A multicenter, open-label ( identifier: NCT00170209) randomized trial assigned participants with latent M tuberculosis infection to receive either 4 months of rifampin or 9 months of isoniazid. A total of 829 randomized participants were included in the intent-to-treat analysis. In the rifampin group (n=422), 85.3% of participants completed the therapy protocol compared with 76.4% of the isoniazid group; the adjusted difference in the rates of treatment completion was 13.4 percentage points (95% CI, 7.5-19.3). 
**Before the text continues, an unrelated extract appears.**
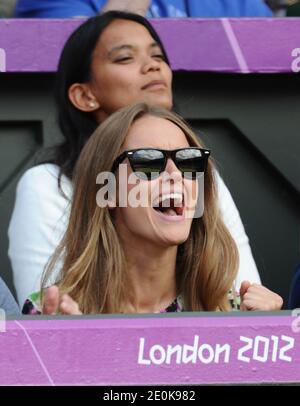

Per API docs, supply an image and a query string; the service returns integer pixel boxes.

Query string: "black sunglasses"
[112,147,210,180]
No significant differences in rates of adverse events were reported, and less than a combined 5% of participants across both groups experienced grade 1 or 2 adverse events that were deemed to be possibly related to the drug trial. Active tuberculosis was diagnosed in 2 individuals in the isoniazid group during the 542 person-years of follow-up, including 1 case of isoniazid resistance compared with 0 cases in rifampin group during a 562 person-year follow-up (rate difference, −0.37 cases per 100 person-years; 95% CI, −0.88 to 0.14).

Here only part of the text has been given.